TCAS (Traffic Collision Avoidance System) forms one of the crucial safety pillars in air traffic management. It has been designed to detect near mid-air collisions, provide advisories to the pilot and, ultimately, reduce the incidence of mid-air collisions between aircraft. Increasing traffic demands and the forthcoming use of drones in non-segregated air space poses novel evaluation challenges to TCAS. Important limitations of existing TCAS models are: that their model is specified through their computer code only, that uncertainties are not or only partially captured, and the difficulty in incorporating model changes in interactions with novel airspace users. These findings motivated the development of an agent-based modelling and simulation approach that takes various uncertainties well into account.

The core development consists of a mathematical model of TCAS II specifications according to the internationally accepted operational performance standards of TCAS II and airborne collision avoidance system (ACAS). This model has been completed with other agents and their interactions, has been implemented in MATLAB, and has been validated against EUROCONTROL’s deterministic TCAS simulation model InCAS.
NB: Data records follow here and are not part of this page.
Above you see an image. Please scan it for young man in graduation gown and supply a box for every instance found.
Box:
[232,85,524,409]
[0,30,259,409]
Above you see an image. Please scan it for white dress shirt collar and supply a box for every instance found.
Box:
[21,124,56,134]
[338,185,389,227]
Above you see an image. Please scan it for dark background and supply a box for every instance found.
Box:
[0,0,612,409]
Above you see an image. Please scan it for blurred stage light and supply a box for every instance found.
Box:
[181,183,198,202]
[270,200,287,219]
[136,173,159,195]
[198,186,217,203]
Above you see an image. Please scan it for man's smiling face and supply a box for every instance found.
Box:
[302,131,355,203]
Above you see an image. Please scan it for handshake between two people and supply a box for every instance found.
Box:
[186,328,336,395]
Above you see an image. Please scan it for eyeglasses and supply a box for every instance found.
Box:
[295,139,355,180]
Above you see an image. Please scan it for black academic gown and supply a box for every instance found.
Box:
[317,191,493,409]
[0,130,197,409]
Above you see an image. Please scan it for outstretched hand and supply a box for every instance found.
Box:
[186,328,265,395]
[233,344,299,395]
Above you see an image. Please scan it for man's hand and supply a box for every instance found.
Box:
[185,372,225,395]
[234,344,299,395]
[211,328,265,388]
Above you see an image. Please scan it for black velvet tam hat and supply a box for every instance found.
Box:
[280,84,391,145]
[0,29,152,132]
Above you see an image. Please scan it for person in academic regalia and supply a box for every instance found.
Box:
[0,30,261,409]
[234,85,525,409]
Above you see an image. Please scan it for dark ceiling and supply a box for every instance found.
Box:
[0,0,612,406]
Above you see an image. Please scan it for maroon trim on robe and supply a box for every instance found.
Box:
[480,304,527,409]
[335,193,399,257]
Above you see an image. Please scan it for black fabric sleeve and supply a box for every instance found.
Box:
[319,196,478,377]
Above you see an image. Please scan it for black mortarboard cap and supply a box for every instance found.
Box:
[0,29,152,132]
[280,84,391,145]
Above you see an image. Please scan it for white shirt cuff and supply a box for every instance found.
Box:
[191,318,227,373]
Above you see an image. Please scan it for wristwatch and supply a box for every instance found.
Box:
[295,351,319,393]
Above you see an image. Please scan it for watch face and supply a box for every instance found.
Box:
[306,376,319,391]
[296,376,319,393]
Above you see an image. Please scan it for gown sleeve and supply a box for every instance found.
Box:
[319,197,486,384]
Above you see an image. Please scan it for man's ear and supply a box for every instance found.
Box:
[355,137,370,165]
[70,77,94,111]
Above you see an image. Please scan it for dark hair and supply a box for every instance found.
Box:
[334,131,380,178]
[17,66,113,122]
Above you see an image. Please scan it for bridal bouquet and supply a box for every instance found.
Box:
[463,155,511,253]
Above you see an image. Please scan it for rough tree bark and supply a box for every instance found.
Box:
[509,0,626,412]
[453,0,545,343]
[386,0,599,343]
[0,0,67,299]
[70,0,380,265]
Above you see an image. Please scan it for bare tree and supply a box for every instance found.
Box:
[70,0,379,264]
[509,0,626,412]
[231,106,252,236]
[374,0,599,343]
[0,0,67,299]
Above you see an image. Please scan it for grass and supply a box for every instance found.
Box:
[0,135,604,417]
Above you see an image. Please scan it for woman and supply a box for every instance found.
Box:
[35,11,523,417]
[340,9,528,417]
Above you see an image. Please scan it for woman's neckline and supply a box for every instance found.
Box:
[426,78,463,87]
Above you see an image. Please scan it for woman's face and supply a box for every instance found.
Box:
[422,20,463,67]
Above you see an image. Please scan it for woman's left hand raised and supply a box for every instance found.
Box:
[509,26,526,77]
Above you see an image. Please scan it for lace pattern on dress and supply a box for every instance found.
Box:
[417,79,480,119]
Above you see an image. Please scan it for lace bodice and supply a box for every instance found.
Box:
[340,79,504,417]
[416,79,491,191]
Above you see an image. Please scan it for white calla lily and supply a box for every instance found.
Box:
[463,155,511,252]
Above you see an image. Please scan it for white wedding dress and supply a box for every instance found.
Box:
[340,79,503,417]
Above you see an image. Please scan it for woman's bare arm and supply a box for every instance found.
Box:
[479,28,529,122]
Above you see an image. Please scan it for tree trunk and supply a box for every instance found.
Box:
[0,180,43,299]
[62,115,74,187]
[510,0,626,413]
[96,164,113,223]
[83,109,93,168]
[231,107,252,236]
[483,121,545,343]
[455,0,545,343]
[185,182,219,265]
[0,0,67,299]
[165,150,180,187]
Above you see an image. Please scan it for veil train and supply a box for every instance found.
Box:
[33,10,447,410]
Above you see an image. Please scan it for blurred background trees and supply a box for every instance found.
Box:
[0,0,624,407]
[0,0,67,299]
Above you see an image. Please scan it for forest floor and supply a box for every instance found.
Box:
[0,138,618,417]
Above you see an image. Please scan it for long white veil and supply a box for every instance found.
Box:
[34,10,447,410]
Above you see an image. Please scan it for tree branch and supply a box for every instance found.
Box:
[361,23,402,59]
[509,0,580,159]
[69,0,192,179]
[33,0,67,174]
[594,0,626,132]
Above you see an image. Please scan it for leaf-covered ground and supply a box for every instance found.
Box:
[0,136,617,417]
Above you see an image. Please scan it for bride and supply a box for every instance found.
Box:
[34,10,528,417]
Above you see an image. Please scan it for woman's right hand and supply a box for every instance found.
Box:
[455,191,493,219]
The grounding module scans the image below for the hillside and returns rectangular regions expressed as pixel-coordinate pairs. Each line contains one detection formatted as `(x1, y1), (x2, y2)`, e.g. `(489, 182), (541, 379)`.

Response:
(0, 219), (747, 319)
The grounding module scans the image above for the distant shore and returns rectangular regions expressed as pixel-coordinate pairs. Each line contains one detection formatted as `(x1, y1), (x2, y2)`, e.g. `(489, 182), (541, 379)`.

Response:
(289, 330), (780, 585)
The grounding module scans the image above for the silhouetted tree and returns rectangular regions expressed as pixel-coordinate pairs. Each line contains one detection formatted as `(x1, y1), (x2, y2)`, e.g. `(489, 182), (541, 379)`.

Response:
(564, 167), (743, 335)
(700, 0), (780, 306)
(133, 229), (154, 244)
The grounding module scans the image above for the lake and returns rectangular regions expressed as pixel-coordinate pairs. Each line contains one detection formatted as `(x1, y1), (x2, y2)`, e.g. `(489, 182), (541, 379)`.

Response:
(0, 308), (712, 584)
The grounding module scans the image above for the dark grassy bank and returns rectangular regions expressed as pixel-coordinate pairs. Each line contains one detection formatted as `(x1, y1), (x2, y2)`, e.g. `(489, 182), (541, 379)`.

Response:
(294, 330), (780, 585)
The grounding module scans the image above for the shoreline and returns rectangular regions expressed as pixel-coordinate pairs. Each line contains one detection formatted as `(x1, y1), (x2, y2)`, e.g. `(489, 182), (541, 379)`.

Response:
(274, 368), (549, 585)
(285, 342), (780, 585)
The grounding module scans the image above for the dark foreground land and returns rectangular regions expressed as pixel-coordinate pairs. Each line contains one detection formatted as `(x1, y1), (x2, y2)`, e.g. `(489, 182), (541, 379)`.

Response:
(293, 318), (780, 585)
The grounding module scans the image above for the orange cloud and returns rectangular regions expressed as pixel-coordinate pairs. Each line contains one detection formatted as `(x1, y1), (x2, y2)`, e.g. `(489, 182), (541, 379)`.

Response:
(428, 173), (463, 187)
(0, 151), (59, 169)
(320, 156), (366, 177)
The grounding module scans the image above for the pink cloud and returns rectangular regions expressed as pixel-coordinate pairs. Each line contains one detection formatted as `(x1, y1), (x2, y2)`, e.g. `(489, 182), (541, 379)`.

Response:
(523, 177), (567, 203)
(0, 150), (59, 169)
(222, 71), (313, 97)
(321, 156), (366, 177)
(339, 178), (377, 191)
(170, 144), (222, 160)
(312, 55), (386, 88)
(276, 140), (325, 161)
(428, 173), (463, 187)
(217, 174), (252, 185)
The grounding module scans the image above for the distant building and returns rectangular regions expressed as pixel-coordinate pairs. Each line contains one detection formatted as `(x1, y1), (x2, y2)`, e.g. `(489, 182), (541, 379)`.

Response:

The novel TCAS model considers the following uncertainties: errors in relative position measurements, errors in own rate of climb/descent estimates; variation in pilot response time; probability of reception of an interrogation response; variation in TCAS computation cycle. To assess the effect of these uncertainties on TCAS operations, several air traffic encounter scenarios are considered. For each scenario, rare event Monte Carlo simulations have been conducted. The results of the simulations show that the considered uncertainties may have a significant impact on the safety improvement by TCAS that often deviates from prior expectations. For example, the simulation results show that uncertainties may induce mid-air collisions in scenarios where continuation of the original aircraft flights would not have resulted in a mid-air collision. An overview of the results obtained will be given for current TCAS. In addition it will be explained what this means for future collision avoidance developments.